[Yum] Yum and Bittorrent

jarito at lehigh.edu (Jarret R) · Thu Oct 21 08:43:44 2004

Konstantin Ryabitsev wrote:
> Well, there is another issue which your method does not address. If you 
> only torrent large files (say, over 50 Mb in size), then the vast 
> majority of packages is still downloaded from the server. What bogs down 
> large mirrors is not bandwidth -- we have it out the proverbial wazoo. 
> What bogs us down is processor and io load. If most requests are still 
> made to the servers (plus there is additional tracker load), does that 
> actually improve the situation?

This is part of what we want to test. We are assuming that the BT 
overhead is to high for smaller files because of the design decisions, 
but we can't quantify it. A .torrent file will almost always be smaller 
than the file that it defines. If we can reduce the upload burden of a 
server from 1 copy of the file for every downloader to the torrent file 
+ maybe 5 copies for every 100 peers, I think it will have a serious impact.

Like I've said. We are planning this public beta to flesh out these 
issues and see what kind of an impact we can have.

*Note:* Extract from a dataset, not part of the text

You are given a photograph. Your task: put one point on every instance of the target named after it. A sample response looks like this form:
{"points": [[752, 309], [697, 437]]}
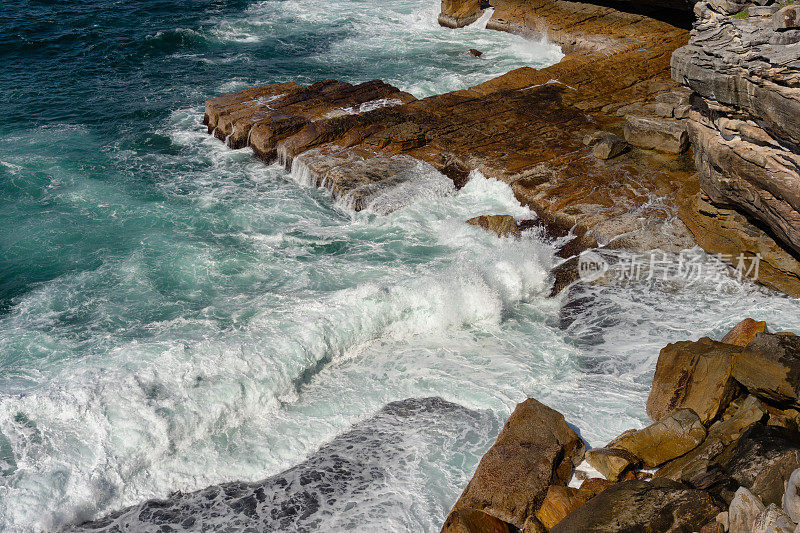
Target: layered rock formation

> I still think we're chasing the wrong goose trying to unite yum and 
> bittorrent, and it is better to have a bittorrent-like protocol for 
> syncing mirrors and a special download method for urlgrabber that would 
> grab byte-ranges from multiple servers. This would allow the mirror load 
> to drop significantly, thus improving the situation when half the world 
> sends us HTTP requests.

I assume that most mirrors use rsync as it is, so I am not sure how 
useful switching to BT would be, but it is something we will look into. 
Another point to remember is that the server doesn't have to be the 
tracker or the only initial seed.

A tracker requires little bandwidth and could be run by a smaller 
mirror, like my university (Lehigh University). We don't have the 
bandwitdh to run a full mirror, but we could run a tracker. Then as many 
repositories as we can get can start the inital seeding, they already 
have the file. When a new peer enters the swarm, it will contact all the 
repsoitories and request pieces of the file, which would reduce overall 
load on the server dramatically. This scenario assumes a lot, but I 
think if the system is viable, we will start to see things like this.

> But I would like to see and play with your work. There are some 
> interesting points there.

Thanks. I will post here when we are ready to open the beta to the 
public. Also, you mentioned that you run a mirror. One thing that would 
help us is to get our hands on a download log for a real mirror. This 
would allow us to make a more educated guess on which files should be 
served via BT instead of just using size as the deciding factor.

PS - There are several new features coming down the pike for BitTorrent 
that could significantly impact this system.

(1) Multi-Tracker specification - this would allow us to specify more 
than one tracker for each torrent. If the first went down, the 
downloader would just switch to the next one.

(2) Peer Sharing - Two trackers running the same torrent can share 
peers. This will allow larger, longer lasting swarms.

(3) Torrent File Sharing - Instead of a BT Instance for every file being 
shared via BT, we start one up for all the files we want to share via 
bt. Then the downloader only requests pieces from the files that it 
wants. This should reduce the load on the server and just maintain one 
swarm. We are looking into this one, but we don't have anything yet.

Thanks,
Jarret Raim